İçeriğe yönelik de endişeler ve aksamalar olduğu anlaşılıyor. Festivalleri düzenleyenler için yenilik, nasıl derler, “innovation” önemli. “Her yıl yepyeni içerikler, keşfedilecek gruplar sunmak, yeni müzik sahneleri yaratmak istiyoruz” diye anlatmış bir diğeri: “Ancak seyirci hep aynı şeyi istiyor. Her yıl aynı grupları sahneye çıkarınca daha çok bilet satıyorsun. Yeni isimleri dinlemeye kimsenin merakı kalmadı. Sosyal medya devrimi kendi line-up’larımızı yaratma şansımızı elimizden aldı. İnsanlar arkadaşlarının Instagram’ında ne görüyorsa onu istiyor.” Alın size haklı bir serzeniş daha.

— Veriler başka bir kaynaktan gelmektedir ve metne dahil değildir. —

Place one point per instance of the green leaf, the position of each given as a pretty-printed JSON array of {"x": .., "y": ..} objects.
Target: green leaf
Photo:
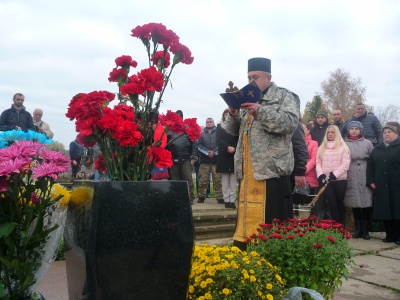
[{"x": 7, "y": 228}]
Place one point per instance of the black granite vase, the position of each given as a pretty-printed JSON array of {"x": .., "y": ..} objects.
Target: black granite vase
[{"x": 133, "y": 240}]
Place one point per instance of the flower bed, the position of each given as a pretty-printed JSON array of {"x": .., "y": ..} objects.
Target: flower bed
[
  {"x": 311, "y": 253},
  {"x": 229, "y": 273}
]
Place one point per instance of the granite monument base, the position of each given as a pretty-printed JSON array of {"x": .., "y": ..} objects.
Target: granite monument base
[{"x": 134, "y": 239}]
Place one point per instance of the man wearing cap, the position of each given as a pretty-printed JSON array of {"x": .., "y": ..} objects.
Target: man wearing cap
[
  {"x": 372, "y": 125},
  {"x": 184, "y": 153},
  {"x": 16, "y": 117},
  {"x": 338, "y": 119},
  {"x": 318, "y": 131},
  {"x": 383, "y": 173},
  {"x": 40, "y": 125},
  {"x": 264, "y": 156}
]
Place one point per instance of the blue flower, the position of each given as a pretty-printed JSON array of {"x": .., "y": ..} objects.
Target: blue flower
[{"x": 11, "y": 136}]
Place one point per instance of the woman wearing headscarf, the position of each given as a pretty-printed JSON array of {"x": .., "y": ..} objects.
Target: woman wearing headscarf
[
  {"x": 383, "y": 175},
  {"x": 358, "y": 194},
  {"x": 226, "y": 151},
  {"x": 333, "y": 160}
]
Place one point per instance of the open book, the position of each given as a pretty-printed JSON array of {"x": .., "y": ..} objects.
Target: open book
[{"x": 249, "y": 93}]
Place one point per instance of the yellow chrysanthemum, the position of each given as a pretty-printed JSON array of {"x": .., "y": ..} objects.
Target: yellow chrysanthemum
[
  {"x": 58, "y": 189},
  {"x": 279, "y": 278},
  {"x": 226, "y": 291},
  {"x": 81, "y": 195}
]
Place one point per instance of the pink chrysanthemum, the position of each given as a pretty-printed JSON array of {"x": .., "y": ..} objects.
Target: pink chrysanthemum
[
  {"x": 46, "y": 169},
  {"x": 56, "y": 157},
  {"x": 10, "y": 166}
]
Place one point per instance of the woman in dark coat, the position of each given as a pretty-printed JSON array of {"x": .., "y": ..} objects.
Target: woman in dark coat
[
  {"x": 383, "y": 175},
  {"x": 358, "y": 194},
  {"x": 226, "y": 151}
]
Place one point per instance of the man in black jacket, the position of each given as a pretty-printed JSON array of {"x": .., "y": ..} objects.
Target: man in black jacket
[
  {"x": 16, "y": 117},
  {"x": 184, "y": 153},
  {"x": 318, "y": 131},
  {"x": 208, "y": 150}
]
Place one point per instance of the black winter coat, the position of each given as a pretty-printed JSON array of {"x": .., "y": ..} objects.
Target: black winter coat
[
  {"x": 12, "y": 117},
  {"x": 181, "y": 148},
  {"x": 208, "y": 141},
  {"x": 383, "y": 169},
  {"x": 225, "y": 160},
  {"x": 372, "y": 127}
]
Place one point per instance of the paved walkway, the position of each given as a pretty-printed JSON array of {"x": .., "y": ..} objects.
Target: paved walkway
[{"x": 376, "y": 274}]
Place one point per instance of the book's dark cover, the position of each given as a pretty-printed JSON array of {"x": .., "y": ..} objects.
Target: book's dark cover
[{"x": 249, "y": 93}]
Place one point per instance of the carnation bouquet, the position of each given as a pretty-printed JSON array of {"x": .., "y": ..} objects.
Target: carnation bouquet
[
  {"x": 311, "y": 253},
  {"x": 130, "y": 134},
  {"x": 229, "y": 273},
  {"x": 30, "y": 216}
]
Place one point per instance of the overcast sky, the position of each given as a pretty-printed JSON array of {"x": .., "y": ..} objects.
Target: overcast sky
[{"x": 51, "y": 50}]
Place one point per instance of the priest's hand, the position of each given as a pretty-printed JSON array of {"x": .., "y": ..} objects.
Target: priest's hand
[{"x": 250, "y": 107}]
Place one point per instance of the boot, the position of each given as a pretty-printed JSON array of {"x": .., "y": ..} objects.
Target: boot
[
  {"x": 357, "y": 234},
  {"x": 357, "y": 221},
  {"x": 364, "y": 230}
]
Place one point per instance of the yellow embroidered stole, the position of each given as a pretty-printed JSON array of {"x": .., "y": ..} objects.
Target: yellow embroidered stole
[{"x": 252, "y": 196}]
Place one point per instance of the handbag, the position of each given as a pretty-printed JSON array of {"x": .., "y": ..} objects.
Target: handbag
[
  {"x": 159, "y": 173},
  {"x": 301, "y": 195}
]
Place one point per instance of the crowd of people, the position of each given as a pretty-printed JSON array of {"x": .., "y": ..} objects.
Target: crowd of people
[{"x": 258, "y": 154}]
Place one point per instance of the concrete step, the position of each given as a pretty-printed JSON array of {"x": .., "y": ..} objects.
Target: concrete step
[
  {"x": 220, "y": 242},
  {"x": 214, "y": 224}
]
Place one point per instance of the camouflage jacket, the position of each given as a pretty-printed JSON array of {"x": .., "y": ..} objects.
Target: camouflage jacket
[{"x": 270, "y": 134}]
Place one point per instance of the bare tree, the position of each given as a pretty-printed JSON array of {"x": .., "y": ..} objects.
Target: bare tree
[
  {"x": 387, "y": 113},
  {"x": 341, "y": 91}
]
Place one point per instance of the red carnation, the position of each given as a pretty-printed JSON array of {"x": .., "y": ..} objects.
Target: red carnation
[
  {"x": 125, "y": 61},
  {"x": 162, "y": 157},
  {"x": 132, "y": 89},
  {"x": 151, "y": 79},
  {"x": 182, "y": 53},
  {"x": 263, "y": 237},
  {"x": 126, "y": 133},
  {"x": 162, "y": 59}
]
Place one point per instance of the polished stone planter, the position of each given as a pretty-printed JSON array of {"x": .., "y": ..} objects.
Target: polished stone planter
[{"x": 133, "y": 240}]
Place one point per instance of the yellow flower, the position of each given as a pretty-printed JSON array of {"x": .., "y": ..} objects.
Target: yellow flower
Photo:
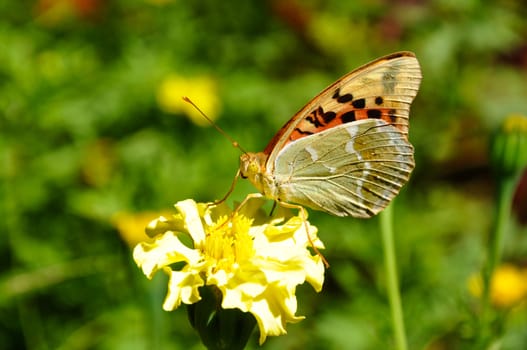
[
  {"x": 508, "y": 286},
  {"x": 131, "y": 226},
  {"x": 255, "y": 260},
  {"x": 201, "y": 90}
]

Sosyal medya festivallerde kimlerin sahneye çıkacağını belirliyor artık, bu bir gerçek. Bir diğer gerçek de yeni neslin artık şehir dışında müzik ve dans eşliğinde kendinden geçmekle pek ilgilenmemesi. Kimse çamura batmak istemiyor, kimse tuvalet sırası beklemek istemiyor, kimse ezile ezile konser izlemek istemiyor. Bütün bunlar etkinliklerin bölünüp ufalanıp şehirlere taşınmasını getiriyor. Böylece Woodstock ile başlayan, festival dediğimiz bu şey, bir protesto, başkaldırı, bir tür düzene ve kalıplara meydan okuyan ütopya alanı olmaktan çıkıp iyiden iyiye edepli, uslu bir etkinlik haline geliyor. Alternatif olmaktan çıkıp ana akım oluyor.
Bizde risk çok
Burada bir önemli mesele de şu: Acaba festivaller bu şekilde ruhunu kaybedip evcilleşiyor mu, yoksa aslında herkes için ulaşılabilir hale mi geliyor? Zira ana akım olmanın bir sonucu da artık belli bir kitlenin değil, herkesin bu işten faydalanması. Yani demokratikleşme demek.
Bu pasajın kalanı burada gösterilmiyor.